Competitive-Programming-and-Contests-VP-Solution
The repository that contains all solutions made for the course Competitive Programming and Contests by the University of Pisa
Longest Common Subsequence
- Status: Completed
| Solved | Solution | Time 
|
|---|---|---|
|
Dynamic Programming | 0.01 ms |
Solution or Solution discussion
The solution use the dynamic programming and a matrix to memorize the value, an example of matrix is the following.
Give Two String ‘abcdaf’ and ‘acbcf’ we need to feel the matrix in the following way
a | b | c | d | a | f
0 | 0 | 0 | 0 | 0 | 0 | 0
- - | - | - | - | - | - | -
a 0 | 1 | 1 | 1 | 1 | 1 | 1
- - | - | - | - | - | - | -
c 0 | 1 | 1 | 2 | 2 | 2 | 2
- - | - | - | - | - | - | -
b 0 | 1 | 2 | 2 | 2 | 2 | 2
- - | - | - | - | - | - | -
c 0 | 1 | 2 | 3 | 3 | 3 | 3
- - | - | - | - | - | - | -
f 0 | 1 | 2 | 3 | 3 | 3 | 4
The algorithm to feel the matrix with two for loop to scan the matrix and the the value
in position (i, j) is choose from the std::max(matrix[i - i][j], matrix[i][j - i]).

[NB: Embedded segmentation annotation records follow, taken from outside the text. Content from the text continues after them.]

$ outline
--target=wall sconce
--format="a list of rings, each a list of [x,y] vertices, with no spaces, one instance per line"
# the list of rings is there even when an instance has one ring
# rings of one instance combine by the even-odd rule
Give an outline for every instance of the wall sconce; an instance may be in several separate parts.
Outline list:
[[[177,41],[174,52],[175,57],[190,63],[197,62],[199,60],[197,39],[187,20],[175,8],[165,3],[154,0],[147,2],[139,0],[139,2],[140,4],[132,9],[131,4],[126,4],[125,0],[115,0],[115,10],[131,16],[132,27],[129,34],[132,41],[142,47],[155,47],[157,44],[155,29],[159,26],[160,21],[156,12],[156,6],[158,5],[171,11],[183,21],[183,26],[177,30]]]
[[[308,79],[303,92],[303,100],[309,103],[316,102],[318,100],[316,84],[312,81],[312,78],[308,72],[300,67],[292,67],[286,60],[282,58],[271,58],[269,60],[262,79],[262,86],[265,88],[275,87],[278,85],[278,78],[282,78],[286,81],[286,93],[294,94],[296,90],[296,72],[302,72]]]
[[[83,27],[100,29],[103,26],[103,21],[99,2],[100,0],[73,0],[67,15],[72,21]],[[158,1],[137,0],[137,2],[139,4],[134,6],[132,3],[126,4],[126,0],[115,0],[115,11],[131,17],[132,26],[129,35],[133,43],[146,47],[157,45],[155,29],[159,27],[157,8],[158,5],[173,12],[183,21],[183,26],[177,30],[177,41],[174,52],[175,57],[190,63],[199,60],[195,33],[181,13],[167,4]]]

So the value is chose with the max of the value in the previous row and the max in the previus colum.
The length of max common subsequence is at the position matrix[N][M]
The space complexity is O(N^2) if the length of the string is the same of O(N*M) where N and M are the length of the inputs strings.
The time complexity is O(N*M) where the N and M again are the lengths of the strings.